Journal of Clinical & Experimental Pathology
Open Access

Hepatocellular carcinomas are heterogeneous tumours with many levels of heterogeneity. This heterogeneity has been explored for many years in order to individualize patient care, and it has resulted in the identification of various hepatocellular carcinoma subtypes identified by morphological and/or genetic approaches. This study examines both gross and histological degrees of heterogeneity within hepatocellular carcinoma, with a focus on histological results, and discusses how various levels of histological heterogeneity are employed as building blocks to form morphological hepatocellular carcinoma subtypes. Three techniques are offered for better research on hepatocellular carcinoma subtypes:

• Use a systemic, rigorous approach to defining hepatocellular carcinoma subtypes (four point model)

• Once a definition for a subtype is established, it should be followed in research studies, as this common denominator improves the ability to compare results between studies

• Subtype studies will be more effective when morphological and molecular results are used in synergistic and study designs, where the results of one approach are used to refine the results of another.

Historically, hepatocellular carcinomas were thought to be a single homogeneous tumour, but many different layers of heterogeneity have been recognized over time, including aetiology, clinical presentation, and the degree of fibrosis in the background liver, radiology findings, H&E morphology, molecular studies, and outcomes.

This heterogeneity is crucial to comprehend because it has the potential to influence all critical elements of patient care, including as diagnosis, therapy, and prognosis, as well as provide insight into the aetiology of hepatocellular carcinoma, which may lead to even better therapies. Despite decades of progress in many areas, especially in identifying the most common etiologies of hepatocellular carcinoma and improving diagnostic tools (laboratory testing, radiology, histology), the complexities within these layers of heterogeneity have been difficult to sort out in order to maximize individual patient care.

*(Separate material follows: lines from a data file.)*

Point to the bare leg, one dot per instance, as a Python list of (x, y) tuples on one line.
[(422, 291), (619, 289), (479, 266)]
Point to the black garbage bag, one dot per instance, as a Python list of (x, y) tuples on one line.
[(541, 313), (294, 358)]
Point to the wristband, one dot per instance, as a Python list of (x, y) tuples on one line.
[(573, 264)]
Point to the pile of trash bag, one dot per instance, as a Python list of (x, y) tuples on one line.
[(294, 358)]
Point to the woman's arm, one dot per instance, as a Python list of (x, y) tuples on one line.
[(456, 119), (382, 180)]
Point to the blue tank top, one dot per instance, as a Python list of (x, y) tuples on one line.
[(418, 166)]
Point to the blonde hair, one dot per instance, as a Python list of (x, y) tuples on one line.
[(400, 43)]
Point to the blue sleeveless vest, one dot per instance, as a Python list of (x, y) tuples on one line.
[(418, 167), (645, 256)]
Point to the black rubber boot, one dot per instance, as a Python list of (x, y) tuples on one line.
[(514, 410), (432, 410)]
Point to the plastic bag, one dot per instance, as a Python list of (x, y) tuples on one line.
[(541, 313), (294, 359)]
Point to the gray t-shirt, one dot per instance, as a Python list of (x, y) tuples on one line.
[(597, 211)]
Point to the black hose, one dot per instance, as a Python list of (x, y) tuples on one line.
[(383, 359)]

This study focuses on histological heterogeneity, summarizing current state-of-the-art understandings and describing how histological heterogeneity is employed as building blocks to construct more significant hepatocellular carcinoma subtypes.

Macroscopic heterogeneity

A small hepatocellular cellular carcinoma has a diameter of less than 2 cm. They are divided into two primary subgroups based on whether the hepatocellular carcinoma is well confined and distinguishes itself from the surrounding liver (distinctly nodular) or not (vaguely nodular). The vaguely nodular appearance is assumed to be the result of dysplastic nodules, and it typically has a few remnant portal tracts. Vaguely nodular hepatocellular carcinomas are nearly typically seen in livers with severe fibrosis/cirrhosis (>90%) and are highly differentiated (>90%). They often lack a well-developed pseudocapsule, are hypovascular on imaging, and show vascular penetration relatively infrequently (5%). The distinctively nodular type of small hepatocellular carcinoma, on the other hand, is more likely to have a pseudocapsule (50%), to be moderately differentiated (60%), to be hypervascular on imaging, and to have vascular penetration (40%). Hepatocellular carcinomas have shown several macroscopic growth patterns. The nodular and large types develop as separate nodules, with or without smaller satellite nodules. The nodular kind can be any size, but the large type replaces nearly an entire liver lobe. Pedunculated hepatocellular carcinomas protrude from the capsule surface as mass lesions. Diffuse hepatocellular carcinoma develops as a proliferation of tiny tumour nodules that resemble cirrhotic nodules in size and form (synonym is cirrhotomimetic).

Histological heterogeneity

Pathologists must detect when various morphologies are consistent with hepatocellular carcinoma even when they're not. Histological heterogeneity is crucial at the diagnostic level. Pathologists detected and documented a wide range of histological changes in the morphology of hepatocellular carcinoma as a result of this critical diagnostic necessity. They have established strong immunostain techniques to confirm hepatocellular carcinoma diagnosis across a wide range of shapes. Many of the various findings that comprise histological heterogeneity have been employed as building blocks to create unique hepatocellular carcinoma subtypes throughout time; this latter use will be highlighted in this study. These fundamental building components are broadly characterized as (1) cytological discoveries of individual tumour cells, (2) architectural development patterns, or (3) alterations within the tumour matrix, such as fibrosis or inflammation.

Cytological heterogeneity

Clear cell change, fatty change, bile production, pale bodies, Mallory Denk bodies, and hyaline bodies are the most prevalent cytoplasmic findings. Lipofuscin pigmentation and large cell transformation are uncommon alterations. Clear cell and fatty changes are distinguishing characteristics of the clear cell and steatohepatitic types of hepatocellular carcinoma, respectively. Bile production is not mutation-specific, however it is more prevalent in CTNNB1-mutated hepatocellular carcinomas. Similarly, pale bodies are more prevalent in fibrolamellar carcinoma than in typical hepatocellular carcinoma but are not distinctive to the disease. Hyaline bodies have been associated to a adverse prognosis, but not Mallory Denk bodies.